Cost-Controlled Data Generation
Teacher provider implements fallback chain from free models to paid models with explicit fallback_to_paid flag for cost control. Rate limiting (15 RPM) and exponential backoff prevent API throttling. Dry-run mode enables testing without API costs. All generation runs include token usage tracking and fallback statistics for budget visibility.
Reproducibility & Provenance
Every generated example includes full provenance: config snapshot, prompt hash, teacher model ID, generation timestamp, token counts. Append-only JSONL format prevents data loss. Deterministic prompt planning ensures consistent category/difficulty distribution. All evaluation runs saved with metadata for exact reproduction.
Clean Architecture & Testing
Modular separation: inference, evaluation, data generation, teacher providers. 169 tests cover validation logic, data pipeline, and evaluation framework. Makefile provides stable commands (make test, make eval, make data) for consistent developer experience. Type hints and docstrings throughout.
Development Workflow
Setup
git clone <repository-url>
cd pocket-guide
make env # Create virtual environment
source .venv/bin/activate
make test # Run test suite
cp .env.example .env # Configure API keys
Synthetic Data Generation
# Dry-run (no API calls)
python -m pocketguide.teachers.smoke --dry-run
# Real generation with free models only
python -m pocketguide.data_generation.draft
# Allow paid fallback if free models fail
python -m pocketguide.data_generation.draft --fallback_to_paid
Evaluation
make eval # Run full benchmark suite
python -m pocketguide.eval.report_base_v0 --run_dir runs/eval/<timestamp>
Code Quality
make lint # Check linting
make format # Auto-format
Results (Baseline)
Baseline evaluation completed on open-source student model pre-adaptation. Metrics provide reference point for measuring improvements post-fine-tuning.
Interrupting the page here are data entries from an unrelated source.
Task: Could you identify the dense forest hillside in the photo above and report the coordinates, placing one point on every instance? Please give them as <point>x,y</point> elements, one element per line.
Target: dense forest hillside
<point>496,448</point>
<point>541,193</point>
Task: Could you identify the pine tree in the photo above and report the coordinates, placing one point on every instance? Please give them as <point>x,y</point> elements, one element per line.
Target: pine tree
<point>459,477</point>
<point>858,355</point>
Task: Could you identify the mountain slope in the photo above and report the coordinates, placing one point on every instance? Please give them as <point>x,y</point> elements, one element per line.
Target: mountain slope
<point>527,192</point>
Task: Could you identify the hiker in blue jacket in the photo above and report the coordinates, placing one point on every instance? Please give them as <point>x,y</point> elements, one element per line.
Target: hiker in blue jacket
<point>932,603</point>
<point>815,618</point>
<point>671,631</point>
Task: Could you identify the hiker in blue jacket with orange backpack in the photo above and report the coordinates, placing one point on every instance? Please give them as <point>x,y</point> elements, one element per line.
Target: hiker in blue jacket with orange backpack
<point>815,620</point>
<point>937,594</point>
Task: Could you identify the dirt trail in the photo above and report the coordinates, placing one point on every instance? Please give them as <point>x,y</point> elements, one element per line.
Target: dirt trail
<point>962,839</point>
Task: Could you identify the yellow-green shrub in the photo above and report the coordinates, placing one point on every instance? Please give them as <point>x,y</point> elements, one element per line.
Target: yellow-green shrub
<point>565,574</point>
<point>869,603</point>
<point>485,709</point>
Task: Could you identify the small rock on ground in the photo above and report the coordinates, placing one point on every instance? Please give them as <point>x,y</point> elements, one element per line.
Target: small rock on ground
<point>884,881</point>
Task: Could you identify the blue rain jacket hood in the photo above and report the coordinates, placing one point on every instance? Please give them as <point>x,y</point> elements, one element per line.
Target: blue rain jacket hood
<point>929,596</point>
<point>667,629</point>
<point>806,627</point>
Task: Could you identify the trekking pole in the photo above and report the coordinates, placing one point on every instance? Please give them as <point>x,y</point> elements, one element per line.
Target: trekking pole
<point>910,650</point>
Detailed results and failure analysis available in evaluation reports under runs/eval/. Full comparison with adapted model will be documented once Milestone 5 (Model Adaptation) is complete.
Safety & Limitations
Current Limitations
This is a demonstration system in active development. The model has not been adapted yet and operates with baseline open-source capabilities. Output quality and reliability will improve significantly after synthetic data fine-tuning in Milestone 5.
Intended Use
PocketGuide provides general travel guidance and should not replace official government sources for visa requirements, health advisories, or safety warnings. Users must verify critical information independently.
Future Hardening
Planned safety improvements include evidence attribution, uncertainty quantification, and explicit abstention when information reliability is low. Production deployment (Milestone 8) will include additional safeguards and resource constraint documentation.